Have you ever seen a diamond before it’s polished? Actually, you may have seen one but didn’t even know it was a diamond. It’s not pretty. It isn’t polished, and it certainly doesn’t have the fire we look for in good quality diamonds. Most people might even sift through stones and toss out a good sized diamond in the rough because there is nothing particularly notable about it – except that it contains the quality, value, and potential that people seek, display, and long for. The value is there. It’s just not obvious yet because the polishers have not had a chance to form it, grind it, shape it according to the pattern that will give it the highest acclaim.

Now think about the people you have run across today. Some may have been very refined, educated, deeply spiritual, thoughtful, full of the fire of God, reflecting the brilliance of Christian faith. But others may have been pretty ordinary; pretty non-exceptional. And some may have even been pretty rough, even ugly – both in appearance and disposition. Yet like the diamond, within them is the value that came from the image of God when He first imagined them in His boundless love. Perhaps not all polished and brilliant, but valuable still. Not because of the fire they exude or the brilliance they reflect, but because of the innate value that comes with being a child of God imprinted with His image.
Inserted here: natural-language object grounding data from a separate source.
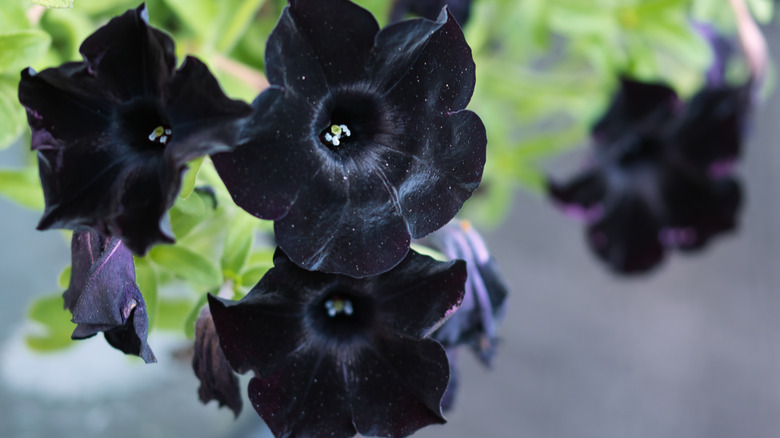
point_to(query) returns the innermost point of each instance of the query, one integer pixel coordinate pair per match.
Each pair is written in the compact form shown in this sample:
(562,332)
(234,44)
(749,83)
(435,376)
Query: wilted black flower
(334,355)
(430,9)
(484,302)
(659,176)
(361,143)
(103,295)
(114,132)
(217,380)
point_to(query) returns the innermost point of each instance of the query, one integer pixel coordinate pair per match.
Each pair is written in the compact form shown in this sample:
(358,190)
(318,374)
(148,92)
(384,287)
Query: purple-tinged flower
(361,142)
(660,173)
(114,132)
(430,9)
(103,295)
(484,302)
(217,380)
(334,355)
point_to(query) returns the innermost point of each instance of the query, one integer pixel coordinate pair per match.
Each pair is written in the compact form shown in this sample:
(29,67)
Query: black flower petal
(334,355)
(476,321)
(709,133)
(638,108)
(349,200)
(114,132)
(659,177)
(217,380)
(103,295)
(430,9)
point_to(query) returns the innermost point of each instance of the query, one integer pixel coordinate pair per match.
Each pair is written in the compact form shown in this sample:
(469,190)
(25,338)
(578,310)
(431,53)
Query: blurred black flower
(484,302)
(334,355)
(660,173)
(430,9)
(103,295)
(217,380)
(114,132)
(361,143)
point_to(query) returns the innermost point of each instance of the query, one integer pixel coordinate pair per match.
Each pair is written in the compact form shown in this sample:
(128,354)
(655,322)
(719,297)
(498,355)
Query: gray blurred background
(690,351)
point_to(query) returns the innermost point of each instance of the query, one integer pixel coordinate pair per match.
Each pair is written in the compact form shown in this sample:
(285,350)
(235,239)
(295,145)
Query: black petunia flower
(114,132)
(361,143)
(217,380)
(484,302)
(334,355)
(660,173)
(103,295)
(430,9)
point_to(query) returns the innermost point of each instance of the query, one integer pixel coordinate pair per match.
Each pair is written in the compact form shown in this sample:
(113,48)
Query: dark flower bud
(484,302)
(103,295)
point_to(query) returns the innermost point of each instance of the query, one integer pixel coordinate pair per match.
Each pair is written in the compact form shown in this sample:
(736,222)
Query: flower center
(160,135)
(333,135)
(340,316)
(339,306)
(143,125)
(351,120)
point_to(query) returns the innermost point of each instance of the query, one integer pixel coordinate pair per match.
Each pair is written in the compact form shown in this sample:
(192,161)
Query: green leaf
(63,281)
(188,212)
(20,48)
(54,3)
(430,252)
(235,17)
(188,183)
(13,15)
(762,10)
(147,281)
(173,313)
(238,243)
(23,187)
(55,325)
(12,117)
(68,28)
(187,264)
(197,15)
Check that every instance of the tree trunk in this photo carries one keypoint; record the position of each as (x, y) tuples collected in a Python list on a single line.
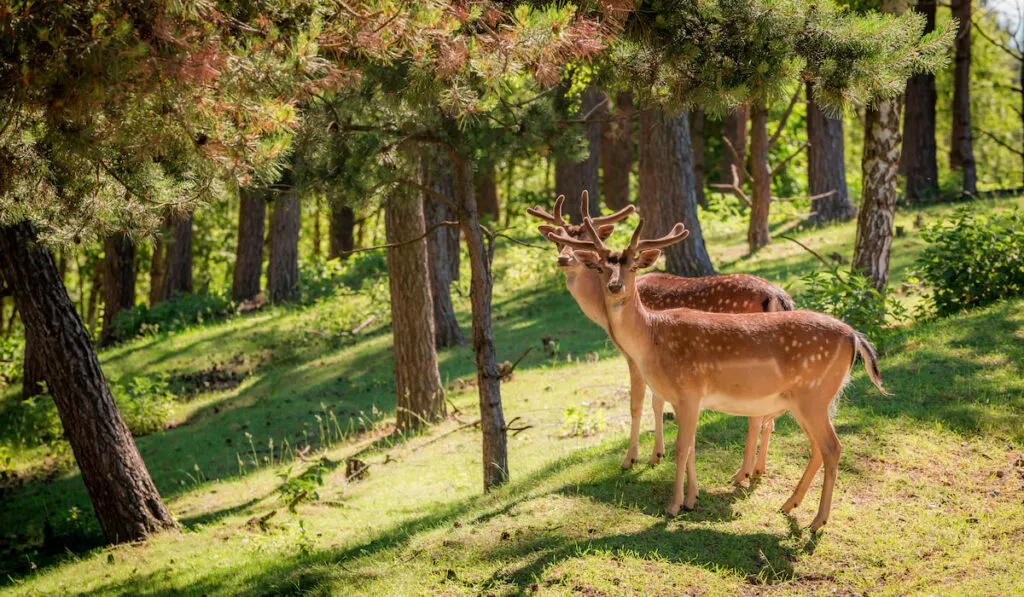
[(962, 148), (734, 129), (918, 162), (496, 470), (757, 233), (616, 153), (696, 140), (571, 178), (119, 281), (283, 271), (667, 189), (826, 165), (342, 230), (420, 398), (177, 264), (125, 500), (442, 246), (486, 192), (249, 251)]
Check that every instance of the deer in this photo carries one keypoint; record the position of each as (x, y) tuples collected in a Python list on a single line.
[(747, 365), (735, 293)]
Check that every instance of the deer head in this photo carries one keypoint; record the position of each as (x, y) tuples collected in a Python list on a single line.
[(602, 226)]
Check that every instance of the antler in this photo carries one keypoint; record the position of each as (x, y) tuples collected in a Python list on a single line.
[(556, 218), (601, 220)]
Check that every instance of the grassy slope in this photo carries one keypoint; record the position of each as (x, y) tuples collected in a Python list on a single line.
[(929, 499)]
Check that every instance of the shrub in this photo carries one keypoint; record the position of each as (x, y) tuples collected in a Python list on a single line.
[(852, 298), (974, 259)]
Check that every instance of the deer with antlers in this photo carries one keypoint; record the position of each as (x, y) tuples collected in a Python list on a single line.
[(737, 293), (748, 365)]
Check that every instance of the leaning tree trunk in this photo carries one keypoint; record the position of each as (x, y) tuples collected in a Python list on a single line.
[(826, 165), (757, 232), (119, 281), (667, 189), (283, 270), (616, 153), (962, 147), (249, 250), (918, 162), (496, 469), (177, 259), (125, 499), (341, 229), (571, 178), (733, 129), (442, 246), (420, 398), (486, 192)]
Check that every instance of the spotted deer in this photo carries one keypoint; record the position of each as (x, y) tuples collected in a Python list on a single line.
[(748, 365), (657, 291)]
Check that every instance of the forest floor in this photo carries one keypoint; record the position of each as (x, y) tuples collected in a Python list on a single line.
[(930, 498)]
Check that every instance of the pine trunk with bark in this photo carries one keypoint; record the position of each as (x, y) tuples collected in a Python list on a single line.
[(571, 178), (249, 250), (442, 246), (126, 502), (919, 162), (757, 232), (616, 153), (283, 270), (177, 258), (342, 230), (119, 281), (495, 432), (962, 146), (667, 190), (826, 165), (417, 381), (734, 129)]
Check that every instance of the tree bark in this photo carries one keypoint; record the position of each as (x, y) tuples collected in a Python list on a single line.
[(616, 153), (342, 230), (249, 250), (667, 189), (496, 470), (177, 259), (734, 129), (420, 398), (696, 140), (127, 504), (962, 147), (283, 271), (442, 246), (918, 162), (119, 281), (757, 233), (826, 165), (571, 178), (486, 190)]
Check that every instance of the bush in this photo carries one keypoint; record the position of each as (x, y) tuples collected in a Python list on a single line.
[(851, 298), (974, 259)]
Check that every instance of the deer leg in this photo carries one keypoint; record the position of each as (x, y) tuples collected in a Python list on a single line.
[(637, 390), (767, 427), (658, 452), (753, 428), (686, 417)]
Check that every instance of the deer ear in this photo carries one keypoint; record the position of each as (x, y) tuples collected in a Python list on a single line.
[(588, 258), (646, 259)]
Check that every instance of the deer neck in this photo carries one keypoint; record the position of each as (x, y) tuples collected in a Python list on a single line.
[(629, 325), (586, 289)]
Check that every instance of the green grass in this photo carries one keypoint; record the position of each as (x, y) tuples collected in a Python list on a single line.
[(929, 499)]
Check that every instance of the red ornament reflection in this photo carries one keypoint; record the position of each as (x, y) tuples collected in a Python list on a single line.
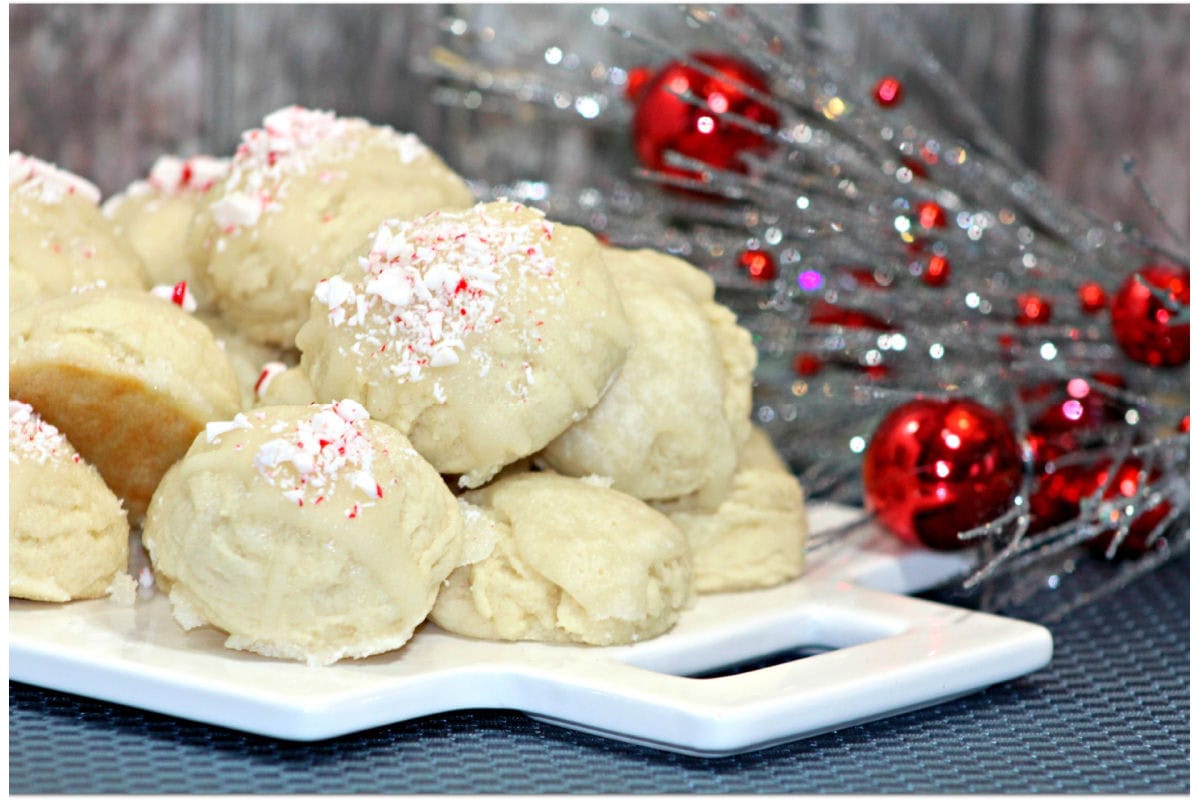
[(1147, 330), (888, 91), (935, 468), (664, 121)]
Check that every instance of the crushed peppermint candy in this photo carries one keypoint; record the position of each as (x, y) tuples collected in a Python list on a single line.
[(292, 142), (431, 282), (47, 182), (310, 459), (31, 438), (174, 175), (270, 370), (178, 294)]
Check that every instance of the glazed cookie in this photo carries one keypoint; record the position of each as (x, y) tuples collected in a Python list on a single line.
[(282, 385), (249, 359), (303, 192), (677, 414), (756, 536), (562, 559), (307, 533), (58, 240), (67, 533), (480, 334), (127, 378), (155, 214)]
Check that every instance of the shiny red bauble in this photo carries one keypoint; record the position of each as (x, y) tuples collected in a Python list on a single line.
[(937, 271), (1144, 326), (1057, 495), (665, 121), (1126, 485), (888, 91), (939, 467), (759, 264), (930, 215), (1092, 298), (1069, 415), (826, 313), (1032, 310)]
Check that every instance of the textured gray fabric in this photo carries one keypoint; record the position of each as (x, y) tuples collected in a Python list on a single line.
[(1110, 714)]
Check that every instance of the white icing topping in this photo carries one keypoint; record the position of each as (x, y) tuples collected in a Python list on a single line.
[(214, 431), (31, 438), (292, 142), (47, 182), (174, 175), (270, 370), (309, 459), (431, 282)]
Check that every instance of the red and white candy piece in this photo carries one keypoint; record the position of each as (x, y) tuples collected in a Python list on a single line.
[(431, 282), (178, 294), (31, 438), (46, 181)]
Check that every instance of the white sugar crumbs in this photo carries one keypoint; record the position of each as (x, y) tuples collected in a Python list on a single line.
[(429, 283), (47, 182), (31, 438), (292, 142), (309, 459)]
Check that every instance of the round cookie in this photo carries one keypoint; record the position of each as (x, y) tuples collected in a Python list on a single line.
[(282, 385), (67, 533), (303, 192), (673, 420), (154, 216), (756, 536), (562, 559), (307, 533), (58, 240), (127, 378), (247, 358), (481, 334)]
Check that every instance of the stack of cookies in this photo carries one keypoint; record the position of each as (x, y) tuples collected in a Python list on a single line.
[(340, 398)]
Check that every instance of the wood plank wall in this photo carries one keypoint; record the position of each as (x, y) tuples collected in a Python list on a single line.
[(102, 90)]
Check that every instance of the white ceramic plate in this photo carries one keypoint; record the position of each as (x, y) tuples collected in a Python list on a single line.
[(889, 654)]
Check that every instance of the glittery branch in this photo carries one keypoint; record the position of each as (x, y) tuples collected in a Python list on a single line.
[(853, 202)]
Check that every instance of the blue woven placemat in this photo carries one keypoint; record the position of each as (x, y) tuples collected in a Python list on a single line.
[(1109, 715)]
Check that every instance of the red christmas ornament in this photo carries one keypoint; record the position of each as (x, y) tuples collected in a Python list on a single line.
[(1126, 485), (876, 372), (1073, 414), (1032, 310), (1057, 495), (665, 121), (1092, 298), (759, 264), (930, 215), (936, 468), (807, 364), (635, 83), (1144, 326), (937, 271), (826, 313), (888, 91)]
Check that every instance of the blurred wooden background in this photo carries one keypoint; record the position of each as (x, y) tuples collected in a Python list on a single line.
[(102, 90)]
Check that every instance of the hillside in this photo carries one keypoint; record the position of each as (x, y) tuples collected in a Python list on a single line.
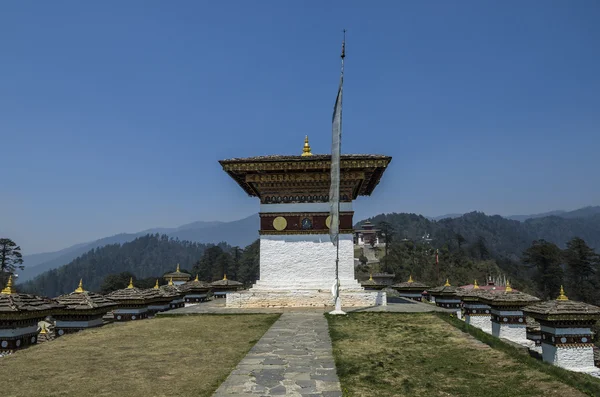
[(146, 256), (237, 233)]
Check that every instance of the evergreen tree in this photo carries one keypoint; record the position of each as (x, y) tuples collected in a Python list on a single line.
[(545, 258), (11, 258), (582, 269)]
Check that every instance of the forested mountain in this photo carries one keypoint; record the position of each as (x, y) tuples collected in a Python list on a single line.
[(240, 233), (503, 237), (147, 256)]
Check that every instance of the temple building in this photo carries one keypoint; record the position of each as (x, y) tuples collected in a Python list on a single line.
[(476, 313), (223, 287), (508, 320), (132, 302), (566, 330), (297, 258), (19, 317), (410, 289), (445, 296), (177, 277), (173, 292), (195, 291), (367, 235), (371, 284), (80, 310)]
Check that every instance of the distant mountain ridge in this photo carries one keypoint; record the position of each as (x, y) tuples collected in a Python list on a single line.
[(237, 233), (555, 226)]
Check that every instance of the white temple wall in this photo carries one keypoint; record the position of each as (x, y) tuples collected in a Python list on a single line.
[(580, 359), (305, 261), (484, 323), (514, 332)]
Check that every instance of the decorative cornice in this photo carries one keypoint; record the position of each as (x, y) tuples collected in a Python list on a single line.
[(289, 232)]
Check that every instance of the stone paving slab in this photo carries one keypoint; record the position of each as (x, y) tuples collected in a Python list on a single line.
[(293, 358)]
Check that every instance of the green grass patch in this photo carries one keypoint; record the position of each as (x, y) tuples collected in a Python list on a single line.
[(585, 383), (395, 354), (174, 357)]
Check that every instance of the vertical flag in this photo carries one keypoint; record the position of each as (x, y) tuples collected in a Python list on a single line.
[(336, 143)]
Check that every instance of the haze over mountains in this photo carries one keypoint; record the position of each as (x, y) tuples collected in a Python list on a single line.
[(556, 226)]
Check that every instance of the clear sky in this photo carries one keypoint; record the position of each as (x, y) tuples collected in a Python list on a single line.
[(113, 114)]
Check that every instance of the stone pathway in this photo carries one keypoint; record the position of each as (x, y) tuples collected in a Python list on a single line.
[(293, 358)]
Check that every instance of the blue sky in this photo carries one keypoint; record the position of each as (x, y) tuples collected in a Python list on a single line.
[(113, 114)]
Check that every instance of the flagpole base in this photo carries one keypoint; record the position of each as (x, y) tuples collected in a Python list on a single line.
[(338, 307)]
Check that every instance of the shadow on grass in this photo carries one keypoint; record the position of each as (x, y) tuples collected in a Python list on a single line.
[(582, 382)]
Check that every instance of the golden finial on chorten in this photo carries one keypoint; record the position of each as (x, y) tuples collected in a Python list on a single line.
[(306, 150), (9, 289), (80, 288), (562, 296)]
The journey of salvation is the journey by which that rough, unremarkable stone is turned into a brilliant jewel that flashes with the fire of God in drawing others to Him. It is the image in us that can be restored to the beauty of God’s holy nature and becomes magnetic to others. Of course it begins with the willing submission of the heart of stone to the hand of the Master who forms it, molds it, and remakes it into a heart that reflects His own holy nature. Thanks be to God for the joy of salvation on the path of reflecting Christ in all His holiness.